If one compares productivity (weighted), then Bangladesh also comes in last place:
Bangladesh: 1.0
India: 1.2
China: 1.4
Korea: 3
Singapore: 2
Germany: 5
Bluesky is right when he claims Bangladesh as industrially backward, and he has a point. Ask any serious industrialists in Bangladesh outside of RMG, they'll tell you Bangladesh always had and still has an anti-industrial mentality. It results in the non-penetration of international business and shipbuilding in particular.
Certain experts in PDF will tell you it's a good thing (FDI=bad), that's the caliber of people we have in PDF. But Bangladesh lacks R&D, which fails to bring about any innovation or technological development for price competitiveness in the international market. BD also lacks any modern testing facilities marine architecture & engineering.
Bangladesh is not a country where Robots replace human jobs. It's a country where humans replace robots. Bangladeshi shipyards are the least automated, and least productive on earth. At the same time, there's a lack of local expertise in machine operations in most shipyards. They maintain very poor training facilities and the technical acumen of their senior engineers is very low. Far lower than in India and Vietnam.

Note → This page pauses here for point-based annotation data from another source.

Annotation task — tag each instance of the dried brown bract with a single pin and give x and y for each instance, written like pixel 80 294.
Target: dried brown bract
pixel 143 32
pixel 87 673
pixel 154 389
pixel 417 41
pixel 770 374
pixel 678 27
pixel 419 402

Bangladesh does not produce inert gas. This limits the production of Aluminium vessels, as Aluminum welding requires inert gas like Argon, which is quite expensive. It relies on imports which are very expensive, and not sufficient. It enables certain corrupt individuals to make a huge buck, at the cost of industrialization. And these individuals have political connections. Is it any surprise Bangladesh lacks any concrete policy for rapid industrialization?
Other problems include:
Health & safety
80% of raw materials come from import resulting in higher unit prices, and price volatility
Most shipbuilding nations, India and Vietnam included having close links between Shipbuilding and Support industries for reducing delivery times. Bangladesh has no support industry for maritime equipment and far limited infrastructure.
Poor management
Many many more...
Overall, the level of Bangladesh's shipbuilding and ship design capability is similar to that of a marine engineering/architecture undergraduate student. They know the very basics of how to make a steel hull float, and that's about it. Its productivity is the lowest in the world. The industry is crying for government support, but it's not receiving much. It lacks vocational schools to train a significant % of the population In the light and heavy engineering sectors.
If Bengalis want to see improvements in this sector, they have to correctly identify the problems first.